Selina took a deep breath.  When she spoke, it was with a cool, deliberate control measuring out each word.

“I don’t think it’s cute at all, Bruce.  And I have never considered you in pain to be entertainment.  I did hope if I pushed you hard enough…”

“That what, I’d snap?” he cut in angrily.  “That’s just it, Selina.  I said I didn’t want to talk about it right now, but you just couldn’t leave well enough alone, could you?  No, you had to keep prodding and jabbing, wearing me down, until what?  I finally give in and give you what you want?  Is that how it works now?”

“It seems like everything leads back to it no matter what I say or don’t say, do or don’t do.  It also seems like whatever it is, it’s getting worse.  So yes, Bruce, I’m pushing and prodding and jabbing and refusing to ignore the fact that a pink elephant has come among us.  But just for the record, this isn’t ‘what I want.’  I don’t want to get into any of this!  I would love nothing better than to shove it all in the closet and forget it ever existed.  But… But one of the things I want to shove in the closet and forget is a world where this kind of thing was shoved in a closet and forgotten.  I don’t know everything that happened there, but I know it went on too long.  A pink elephant was left to… fester or something… until, finally, you told me to leave.  I woke up in the back room of the fucking Iceberg and Ivy had my sapphire—”
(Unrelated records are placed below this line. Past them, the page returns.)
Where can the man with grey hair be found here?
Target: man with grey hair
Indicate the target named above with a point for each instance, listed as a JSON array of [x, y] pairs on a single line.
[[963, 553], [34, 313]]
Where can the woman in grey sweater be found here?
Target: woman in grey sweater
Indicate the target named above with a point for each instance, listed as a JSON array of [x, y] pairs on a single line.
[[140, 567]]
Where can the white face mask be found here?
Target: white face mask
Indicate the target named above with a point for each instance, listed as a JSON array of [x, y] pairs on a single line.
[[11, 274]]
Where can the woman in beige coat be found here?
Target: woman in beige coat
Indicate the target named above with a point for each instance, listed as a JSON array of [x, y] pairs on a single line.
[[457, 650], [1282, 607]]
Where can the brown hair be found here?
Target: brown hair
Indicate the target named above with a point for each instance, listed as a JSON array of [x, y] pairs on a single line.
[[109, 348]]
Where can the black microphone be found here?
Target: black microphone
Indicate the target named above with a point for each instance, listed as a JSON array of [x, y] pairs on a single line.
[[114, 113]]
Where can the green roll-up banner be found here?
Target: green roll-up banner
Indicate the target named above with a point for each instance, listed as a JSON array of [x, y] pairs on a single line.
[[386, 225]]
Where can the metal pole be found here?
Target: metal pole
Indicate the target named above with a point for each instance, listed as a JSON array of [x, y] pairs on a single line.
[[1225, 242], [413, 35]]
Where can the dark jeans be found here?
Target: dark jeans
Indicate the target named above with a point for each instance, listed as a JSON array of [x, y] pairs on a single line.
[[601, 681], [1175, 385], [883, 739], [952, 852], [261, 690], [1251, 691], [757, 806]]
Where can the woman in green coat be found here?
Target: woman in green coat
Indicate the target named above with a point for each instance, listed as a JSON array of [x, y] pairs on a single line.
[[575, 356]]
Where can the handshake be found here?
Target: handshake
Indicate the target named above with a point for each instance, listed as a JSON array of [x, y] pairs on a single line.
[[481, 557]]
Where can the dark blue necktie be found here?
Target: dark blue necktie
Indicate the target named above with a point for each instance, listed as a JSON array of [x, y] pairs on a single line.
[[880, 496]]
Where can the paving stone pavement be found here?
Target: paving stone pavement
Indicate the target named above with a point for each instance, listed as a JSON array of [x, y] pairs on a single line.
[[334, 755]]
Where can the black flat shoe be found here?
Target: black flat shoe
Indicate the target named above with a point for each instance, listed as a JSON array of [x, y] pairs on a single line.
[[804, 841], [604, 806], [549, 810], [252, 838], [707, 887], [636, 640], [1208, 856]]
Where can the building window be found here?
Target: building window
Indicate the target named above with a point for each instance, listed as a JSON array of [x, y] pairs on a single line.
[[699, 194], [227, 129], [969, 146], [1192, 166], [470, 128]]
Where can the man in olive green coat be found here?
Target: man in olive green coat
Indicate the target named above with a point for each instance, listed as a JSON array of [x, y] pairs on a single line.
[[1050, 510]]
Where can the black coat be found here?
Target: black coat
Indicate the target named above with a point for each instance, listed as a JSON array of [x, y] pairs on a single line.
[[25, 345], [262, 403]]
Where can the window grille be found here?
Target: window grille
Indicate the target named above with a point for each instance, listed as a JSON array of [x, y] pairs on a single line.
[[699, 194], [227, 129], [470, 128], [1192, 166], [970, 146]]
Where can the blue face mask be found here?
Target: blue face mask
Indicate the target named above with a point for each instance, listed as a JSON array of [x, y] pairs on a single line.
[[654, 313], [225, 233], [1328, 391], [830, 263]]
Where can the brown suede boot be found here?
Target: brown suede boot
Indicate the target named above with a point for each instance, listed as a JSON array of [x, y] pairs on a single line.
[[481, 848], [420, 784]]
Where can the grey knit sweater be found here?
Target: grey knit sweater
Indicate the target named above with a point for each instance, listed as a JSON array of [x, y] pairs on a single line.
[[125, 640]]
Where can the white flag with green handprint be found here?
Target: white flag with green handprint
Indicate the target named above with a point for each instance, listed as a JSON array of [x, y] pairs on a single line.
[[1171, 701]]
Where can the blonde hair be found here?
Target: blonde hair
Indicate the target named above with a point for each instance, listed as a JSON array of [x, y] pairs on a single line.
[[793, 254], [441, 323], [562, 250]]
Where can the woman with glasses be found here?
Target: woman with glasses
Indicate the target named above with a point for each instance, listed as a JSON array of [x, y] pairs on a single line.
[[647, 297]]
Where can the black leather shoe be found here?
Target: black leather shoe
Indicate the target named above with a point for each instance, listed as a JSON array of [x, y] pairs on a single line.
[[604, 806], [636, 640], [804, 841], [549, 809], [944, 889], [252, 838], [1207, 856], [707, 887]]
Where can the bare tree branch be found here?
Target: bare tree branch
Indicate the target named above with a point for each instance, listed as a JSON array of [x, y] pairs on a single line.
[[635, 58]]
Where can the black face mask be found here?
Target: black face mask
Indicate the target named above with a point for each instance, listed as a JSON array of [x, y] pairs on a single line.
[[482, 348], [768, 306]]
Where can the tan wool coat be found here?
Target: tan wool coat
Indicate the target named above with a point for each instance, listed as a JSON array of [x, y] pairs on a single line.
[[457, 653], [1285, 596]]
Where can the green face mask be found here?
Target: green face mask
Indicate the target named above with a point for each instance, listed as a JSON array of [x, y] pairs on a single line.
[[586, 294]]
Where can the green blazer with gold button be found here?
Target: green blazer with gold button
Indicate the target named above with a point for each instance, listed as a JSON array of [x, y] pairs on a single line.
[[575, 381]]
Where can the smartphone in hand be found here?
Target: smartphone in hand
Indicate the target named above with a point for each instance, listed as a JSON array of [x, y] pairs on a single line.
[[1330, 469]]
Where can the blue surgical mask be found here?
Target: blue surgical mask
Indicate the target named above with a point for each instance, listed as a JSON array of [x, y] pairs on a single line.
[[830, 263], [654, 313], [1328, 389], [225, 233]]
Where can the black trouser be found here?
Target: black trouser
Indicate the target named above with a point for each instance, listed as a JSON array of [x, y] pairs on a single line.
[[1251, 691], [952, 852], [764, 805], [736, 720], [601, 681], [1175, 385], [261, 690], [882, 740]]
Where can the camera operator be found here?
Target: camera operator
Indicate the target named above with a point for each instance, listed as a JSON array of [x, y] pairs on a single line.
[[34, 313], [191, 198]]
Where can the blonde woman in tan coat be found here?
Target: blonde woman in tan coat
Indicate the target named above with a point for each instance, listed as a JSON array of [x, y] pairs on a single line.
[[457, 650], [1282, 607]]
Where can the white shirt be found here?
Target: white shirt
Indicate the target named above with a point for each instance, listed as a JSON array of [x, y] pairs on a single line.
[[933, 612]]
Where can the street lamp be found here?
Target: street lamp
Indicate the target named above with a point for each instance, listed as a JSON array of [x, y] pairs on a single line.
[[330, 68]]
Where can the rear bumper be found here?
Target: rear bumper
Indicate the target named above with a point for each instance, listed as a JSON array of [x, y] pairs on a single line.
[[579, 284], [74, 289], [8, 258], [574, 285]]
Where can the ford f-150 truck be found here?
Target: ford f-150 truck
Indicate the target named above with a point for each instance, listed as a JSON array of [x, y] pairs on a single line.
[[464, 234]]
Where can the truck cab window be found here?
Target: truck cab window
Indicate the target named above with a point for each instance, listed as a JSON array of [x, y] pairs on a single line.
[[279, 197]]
“Sapphire?  Selina, what are you talking about?  Wait, you think this is…” he trailed off, his head reeling.  “This has nothing to do with the dimension hopping,” he said finally.  “I know that you will tell me—or not tell me—whenever you feel you can…  I’d like the same consideration.”

Selina shook her head.

“You’re not listening—or not understanding.  I am telling you.  One of those worlds, you’d thrown me out.  Something was left unsaid for too long.  It scares me.  Bruce, I don’t want that to happen with us.  If you need time, then take it.  “

She stared at him for a moment, then added, “Just don’t take too much.”